REPUBLICANS TAKE AIM AIM AT HIGH COST ENERGY MANDATES
Republicans are pressing forward with bills to modify or repeal mandates for high cost renewable energy in Colorado Although these measures are not likely to pass the Democrat controlled legislature, the measures are a clear sign that electricity mandates and rural community issues will play a strong role in the fall elections.
The first bill, SB14-35 by Sen. Ted Harvey, would have repealed last year’s controversial measure, SB 13-252, which will double the amount of renewable energy rural electric utilities must provide by 2020. Moffat County Commissioner John Kinkaid and Weld County Commissioner Sean Conway spoke movingly about the impact of high cost energy mandates on local communities, and the challenges facing rural Colorado.

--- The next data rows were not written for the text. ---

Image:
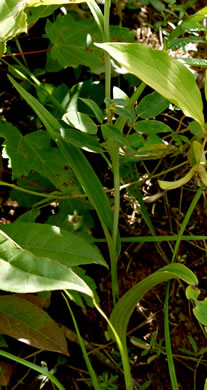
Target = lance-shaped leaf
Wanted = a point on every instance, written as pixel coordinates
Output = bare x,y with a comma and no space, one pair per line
28,323
13,20
34,151
124,308
76,160
55,243
161,72
198,160
72,41
23,272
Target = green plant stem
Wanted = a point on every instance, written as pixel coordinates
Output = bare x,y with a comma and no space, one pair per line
107,7
84,352
51,196
166,315
123,353
34,367
121,121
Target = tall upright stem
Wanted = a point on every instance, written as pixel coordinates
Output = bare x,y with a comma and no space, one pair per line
107,7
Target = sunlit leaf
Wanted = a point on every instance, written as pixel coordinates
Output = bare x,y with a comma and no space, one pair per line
80,121
161,72
21,271
151,127
72,41
30,324
34,151
124,308
151,105
57,244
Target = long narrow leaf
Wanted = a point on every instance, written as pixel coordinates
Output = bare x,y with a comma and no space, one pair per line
76,159
122,311
163,73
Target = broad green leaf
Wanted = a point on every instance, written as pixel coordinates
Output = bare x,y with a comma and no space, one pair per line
79,139
80,121
72,41
161,72
171,185
151,105
200,62
34,151
28,323
23,272
55,243
13,19
88,89
112,133
119,94
151,127
124,308
95,108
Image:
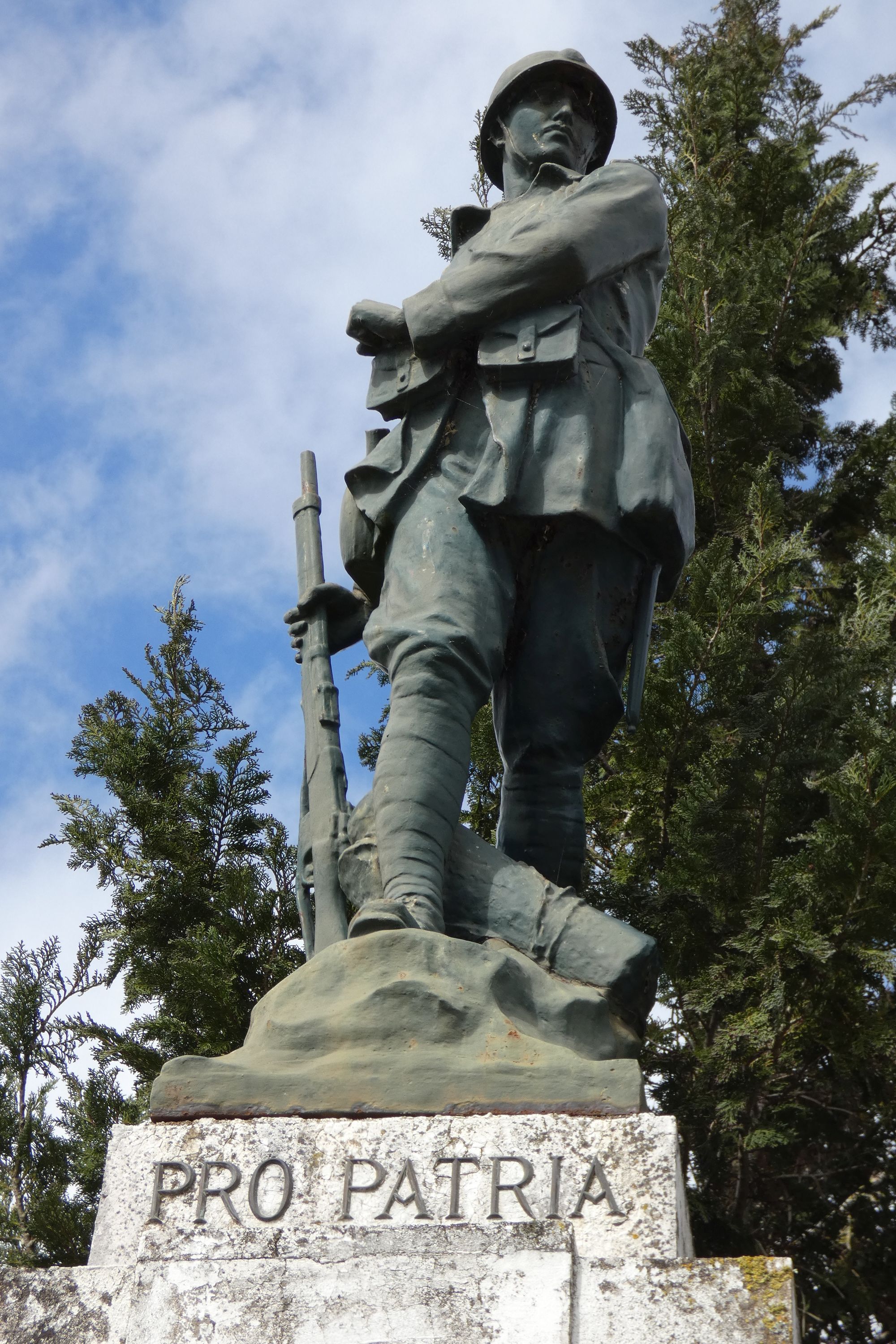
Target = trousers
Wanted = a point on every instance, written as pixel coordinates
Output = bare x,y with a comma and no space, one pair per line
536,612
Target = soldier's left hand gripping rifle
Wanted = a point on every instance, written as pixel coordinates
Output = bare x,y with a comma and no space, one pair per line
324,808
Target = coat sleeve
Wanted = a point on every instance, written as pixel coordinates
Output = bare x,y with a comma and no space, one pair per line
577,236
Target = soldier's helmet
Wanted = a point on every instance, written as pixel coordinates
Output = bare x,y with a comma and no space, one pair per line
571,68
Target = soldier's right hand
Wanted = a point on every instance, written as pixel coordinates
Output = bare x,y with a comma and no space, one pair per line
347,615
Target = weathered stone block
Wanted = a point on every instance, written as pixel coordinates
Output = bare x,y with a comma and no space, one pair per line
641,1211
65,1305
458,1229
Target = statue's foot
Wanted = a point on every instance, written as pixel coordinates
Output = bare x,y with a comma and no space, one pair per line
409,913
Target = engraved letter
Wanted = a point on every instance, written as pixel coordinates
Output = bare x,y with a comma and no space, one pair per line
595,1170
350,1189
497,1186
409,1175
222,1191
554,1211
454,1205
159,1190
288,1190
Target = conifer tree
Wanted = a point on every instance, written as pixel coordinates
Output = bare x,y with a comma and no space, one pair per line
750,822
203,917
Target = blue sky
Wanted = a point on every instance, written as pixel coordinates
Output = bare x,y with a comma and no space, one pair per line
194,194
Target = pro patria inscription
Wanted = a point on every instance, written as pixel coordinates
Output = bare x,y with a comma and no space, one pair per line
275,1186
507,1178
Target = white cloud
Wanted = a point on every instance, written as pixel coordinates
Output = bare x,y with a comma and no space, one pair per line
194,199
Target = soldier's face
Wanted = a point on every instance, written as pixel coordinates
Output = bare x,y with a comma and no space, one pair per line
552,124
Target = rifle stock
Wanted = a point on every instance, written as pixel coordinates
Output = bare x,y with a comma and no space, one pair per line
324,807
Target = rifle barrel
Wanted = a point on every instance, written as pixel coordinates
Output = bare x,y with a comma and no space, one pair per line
324,764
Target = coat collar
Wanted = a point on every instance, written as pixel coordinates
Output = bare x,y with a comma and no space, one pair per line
466,221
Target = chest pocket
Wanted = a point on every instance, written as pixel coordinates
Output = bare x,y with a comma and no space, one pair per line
401,378
536,347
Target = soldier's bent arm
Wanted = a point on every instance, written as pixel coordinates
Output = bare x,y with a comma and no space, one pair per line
571,237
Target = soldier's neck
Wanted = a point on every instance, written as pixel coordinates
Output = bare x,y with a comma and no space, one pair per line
519,175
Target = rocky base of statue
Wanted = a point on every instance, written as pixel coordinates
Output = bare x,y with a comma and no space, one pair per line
477,1230
535,1002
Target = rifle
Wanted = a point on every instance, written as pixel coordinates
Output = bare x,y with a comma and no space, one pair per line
324,810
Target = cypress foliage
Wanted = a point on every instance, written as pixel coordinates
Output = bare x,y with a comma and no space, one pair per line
750,824
203,917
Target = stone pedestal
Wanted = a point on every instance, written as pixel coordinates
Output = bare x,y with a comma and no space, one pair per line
500,1229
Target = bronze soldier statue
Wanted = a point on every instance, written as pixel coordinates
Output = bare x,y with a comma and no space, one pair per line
531,499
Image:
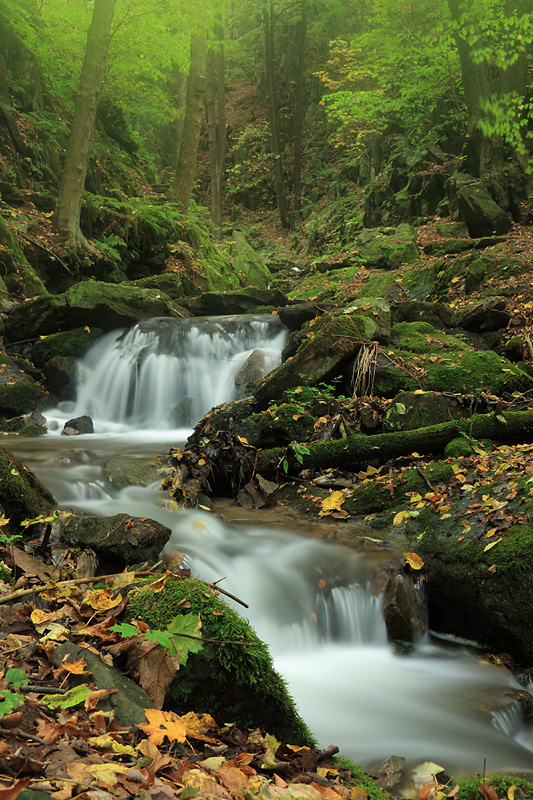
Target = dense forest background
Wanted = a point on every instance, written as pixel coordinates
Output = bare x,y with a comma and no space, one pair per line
334,115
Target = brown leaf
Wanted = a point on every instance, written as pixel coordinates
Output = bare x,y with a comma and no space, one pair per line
13,791
161,724
155,670
487,792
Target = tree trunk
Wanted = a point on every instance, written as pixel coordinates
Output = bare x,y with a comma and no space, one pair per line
220,70
182,186
355,452
484,82
281,194
298,117
212,135
67,212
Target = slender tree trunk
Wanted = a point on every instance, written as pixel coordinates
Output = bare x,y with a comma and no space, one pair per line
298,117
182,186
281,194
211,117
67,212
220,70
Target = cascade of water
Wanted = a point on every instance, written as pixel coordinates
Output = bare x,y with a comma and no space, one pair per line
167,373
328,640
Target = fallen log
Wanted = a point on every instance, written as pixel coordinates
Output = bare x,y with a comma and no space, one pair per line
355,452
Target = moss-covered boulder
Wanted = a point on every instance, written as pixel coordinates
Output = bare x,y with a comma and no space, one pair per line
69,344
22,495
328,343
90,303
242,301
232,678
420,357
20,393
387,248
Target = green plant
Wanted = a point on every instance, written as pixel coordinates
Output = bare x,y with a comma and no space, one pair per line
11,700
181,637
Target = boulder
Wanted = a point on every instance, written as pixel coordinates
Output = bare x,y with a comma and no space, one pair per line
387,248
486,315
483,217
91,303
118,541
404,610
240,302
77,426
250,374
327,346
127,700
20,393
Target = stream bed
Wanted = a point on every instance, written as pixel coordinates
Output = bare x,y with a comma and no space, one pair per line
437,703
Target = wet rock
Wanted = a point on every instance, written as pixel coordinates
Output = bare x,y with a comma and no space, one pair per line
118,541
294,316
61,376
486,315
128,702
243,301
404,610
125,471
436,314
77,426
250,374
478,210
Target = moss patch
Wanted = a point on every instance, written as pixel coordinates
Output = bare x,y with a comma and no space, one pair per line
230,681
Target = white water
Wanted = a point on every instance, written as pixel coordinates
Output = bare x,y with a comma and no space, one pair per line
349,686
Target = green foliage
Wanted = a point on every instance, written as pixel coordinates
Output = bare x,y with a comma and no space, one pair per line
9,701
182,635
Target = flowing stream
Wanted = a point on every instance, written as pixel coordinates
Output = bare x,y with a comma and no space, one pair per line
145,388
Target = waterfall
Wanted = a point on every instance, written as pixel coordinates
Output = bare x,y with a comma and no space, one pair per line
166,373
309,599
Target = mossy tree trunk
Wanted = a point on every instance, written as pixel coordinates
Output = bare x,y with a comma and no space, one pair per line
182,185
68,207
355,452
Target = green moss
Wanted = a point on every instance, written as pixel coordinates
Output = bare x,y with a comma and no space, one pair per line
469,787
68,343
361,779
231,681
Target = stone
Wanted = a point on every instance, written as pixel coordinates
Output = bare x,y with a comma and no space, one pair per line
250,374
486,315
77,426
118,541
128,702
478,210
404,610
243,301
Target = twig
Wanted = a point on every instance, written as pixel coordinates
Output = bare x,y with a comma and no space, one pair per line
223,591
21,735
46,250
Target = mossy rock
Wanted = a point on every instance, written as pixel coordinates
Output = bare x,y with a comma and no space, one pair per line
233,682
74,344
20,393
329,342
22,495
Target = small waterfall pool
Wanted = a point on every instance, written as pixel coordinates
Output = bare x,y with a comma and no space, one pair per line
145,388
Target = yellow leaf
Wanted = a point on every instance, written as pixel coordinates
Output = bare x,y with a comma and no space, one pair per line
414,560
76,667
491,544
161,724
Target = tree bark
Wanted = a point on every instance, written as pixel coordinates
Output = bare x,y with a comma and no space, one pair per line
279,182
355,452
298,117
68,207
182,186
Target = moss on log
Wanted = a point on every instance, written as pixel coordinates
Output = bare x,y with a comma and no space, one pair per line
356,451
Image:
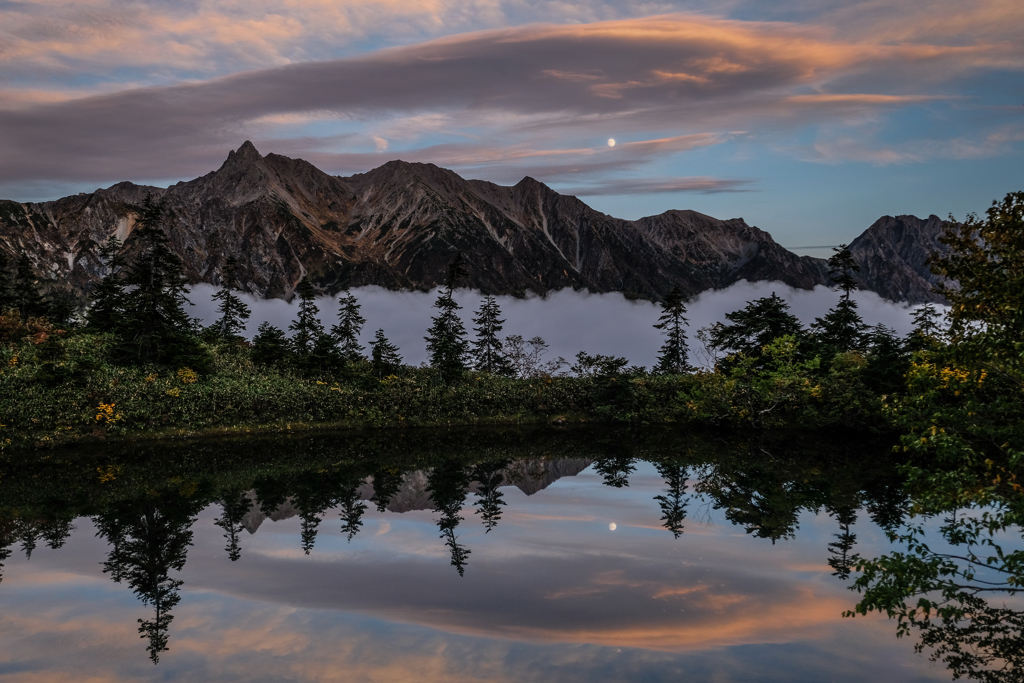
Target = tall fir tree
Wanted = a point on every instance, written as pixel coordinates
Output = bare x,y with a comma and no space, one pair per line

Dianna Orf, testifying as an information witness for CMA, underscored the importance of coal mining to rural economies; over 24,000 people in Colorado owe their jobs to the industry. She also took aim at boasts by the wind industry of “low costs,” pointing out that the renewable energy industry receives massive subsidies, including a credit of 2.2 cents per kilowatt hour for wind power. According to the Energy Research Institute, the wind and solar industries receive subsidies of $56 and $775 per megawatt hour, compared with only .64 cents for coal. The Senate State and Veterans Affairs Committee, the committee where bills go to die, killed the measure on a party line vote.
But the issue is far from over. Bills to modify SB 252 have been introduced by Rep. Ray Scott (lowering the requirement), Rep. Kathleen Conti and Sen. Larry Crowder (extending the deadline). Those bills have not yet been scheduled for hearing.